Medical office buildings reflect the 'Amazon effect'
That medical offices are finding their way into empty retail space partly reflects the “Amazon effect” that has made online ordering a prevalent mode of shopping and has left bricks-and-mortar vacancies in its wake.
“Healthcare is seeking out locations that are convenient and accessible to their patients,” explains Steve Barry, president of Rendina Healthcare Real Estate, a developer based in Jupiter, Fla. “Retail often has great visibility, great access to traffic count, and plenty of parking.”
Rendina has been exploring this trend for a while now, he says. A few years ago, the firm developed a project for Hilton Head Regional Healthcare in South Carolina that placed a 60,000-sf outpatient facility inside a vacated Publix supermarket with a shopping mall.
Rendina is currently in the process of developing a project that will create an 80,000-sf healthcare facility within a regional shopping mall that Barry says is repositioning itself as a lifestyle center that includes entertainment and grocery venues. Barry couldn’t identify the location or client for this project, but says its construction should start next year.
Retrofitting a retail store for conversion to a medical office depends on the level of care being provided, which may have structural and air ventilation requirements, says Barry.

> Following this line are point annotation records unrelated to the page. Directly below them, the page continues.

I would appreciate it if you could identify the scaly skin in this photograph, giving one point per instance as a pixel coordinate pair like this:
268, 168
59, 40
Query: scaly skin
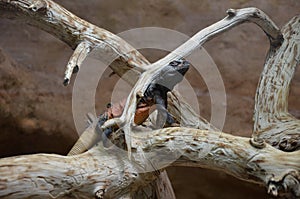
155, 94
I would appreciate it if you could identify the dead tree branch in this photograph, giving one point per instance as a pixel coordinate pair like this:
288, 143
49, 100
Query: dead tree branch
108, 173
272, 121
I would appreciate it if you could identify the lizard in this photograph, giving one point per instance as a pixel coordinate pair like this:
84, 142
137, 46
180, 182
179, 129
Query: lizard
155, 94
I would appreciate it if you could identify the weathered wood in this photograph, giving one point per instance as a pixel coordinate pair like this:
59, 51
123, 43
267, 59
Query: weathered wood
272, 121
109, 173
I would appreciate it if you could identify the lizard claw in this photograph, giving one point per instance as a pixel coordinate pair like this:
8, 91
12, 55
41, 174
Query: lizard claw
111, 122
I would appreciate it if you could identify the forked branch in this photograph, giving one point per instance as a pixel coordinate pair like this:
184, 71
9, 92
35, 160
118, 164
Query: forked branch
104, 173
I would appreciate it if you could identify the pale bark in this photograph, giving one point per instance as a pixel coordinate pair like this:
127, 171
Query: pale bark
272, 121
109, 173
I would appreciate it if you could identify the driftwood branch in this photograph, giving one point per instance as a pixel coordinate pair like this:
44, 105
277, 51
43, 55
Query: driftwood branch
272, 121
109, 173
100, 171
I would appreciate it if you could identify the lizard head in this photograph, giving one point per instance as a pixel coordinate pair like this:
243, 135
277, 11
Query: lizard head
180, 65
173, 73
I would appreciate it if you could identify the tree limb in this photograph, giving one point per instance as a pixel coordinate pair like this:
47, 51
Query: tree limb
272, 121
112, 173
103, 173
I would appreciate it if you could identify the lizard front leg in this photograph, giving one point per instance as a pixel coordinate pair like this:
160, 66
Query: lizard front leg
163, 116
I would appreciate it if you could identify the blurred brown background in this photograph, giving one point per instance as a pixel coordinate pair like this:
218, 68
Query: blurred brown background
36, 110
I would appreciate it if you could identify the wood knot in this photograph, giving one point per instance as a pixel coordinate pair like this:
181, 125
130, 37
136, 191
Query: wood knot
231, 12
100, 194
39, 6
257, 142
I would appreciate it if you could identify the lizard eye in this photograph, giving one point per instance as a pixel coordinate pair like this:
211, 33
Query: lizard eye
174, 63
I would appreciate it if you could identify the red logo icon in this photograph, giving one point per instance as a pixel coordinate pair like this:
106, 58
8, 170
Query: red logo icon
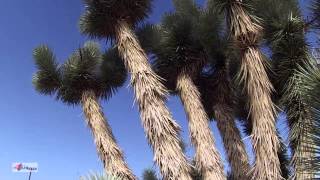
18, 167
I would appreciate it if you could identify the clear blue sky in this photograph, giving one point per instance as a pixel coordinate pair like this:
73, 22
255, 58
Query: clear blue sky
36, 128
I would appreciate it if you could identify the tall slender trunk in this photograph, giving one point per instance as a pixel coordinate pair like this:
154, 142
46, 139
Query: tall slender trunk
207, 158
108, 150
161, 130
233, 144
223, 109
301, 139
258, 89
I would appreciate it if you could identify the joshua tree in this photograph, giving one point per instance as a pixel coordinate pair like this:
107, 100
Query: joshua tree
181, 45
219, 99
178, 59
149, 174
96, 176
246, 33
85, 78
285, 34
114, 19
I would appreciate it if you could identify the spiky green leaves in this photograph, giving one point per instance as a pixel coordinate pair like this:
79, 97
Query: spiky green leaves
181, 39
275, 17
87, 69
113, 71
315, 21
102, 16
80, 74
48, 78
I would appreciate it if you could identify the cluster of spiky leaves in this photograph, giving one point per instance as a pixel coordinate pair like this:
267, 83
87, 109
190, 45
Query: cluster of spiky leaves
184, 37
285, 33
315, 20
102, 16
309, 89
48, 78
85, 70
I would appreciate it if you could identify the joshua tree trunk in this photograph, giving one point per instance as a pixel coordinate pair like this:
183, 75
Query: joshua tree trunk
233, 144
207, 158
258, 89
108, 150
161, 130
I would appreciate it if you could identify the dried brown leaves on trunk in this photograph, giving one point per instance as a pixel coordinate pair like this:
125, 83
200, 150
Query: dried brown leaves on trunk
235, 148
258, 88
161, 130
108, 150
207, 158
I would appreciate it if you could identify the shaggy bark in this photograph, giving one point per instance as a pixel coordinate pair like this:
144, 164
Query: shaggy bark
161, 130
108, 150
207, 158
235, 148
258, 89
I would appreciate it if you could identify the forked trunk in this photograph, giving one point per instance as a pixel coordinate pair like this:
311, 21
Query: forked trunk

From a land-pricing and operational cost standpoint, moving healthcare into retail could actually be more expensive than, say, opening a stand-alone facility, because retail stores, says Barry, are generally in higher-density (and higher-rent) locations.
What’s more important, however, is attracting the right kinds of customers to these buildings. “Patients are exerting far more control over where they go for care,” he says.
Barry foresees this trend having some runway left. He expects to see new variations and models, too: for example, his firm is working on developing a hybrid urgent-emergency care facility under one roof, so that patients could access the appropriate care and be charged appropriately for it. Medical offices, says Barry, “would be part of this rehab mix.”
He believes that, despite technology advancements that allow patients to access care from their homes or phones, “healthcare in general will always have a need for space.”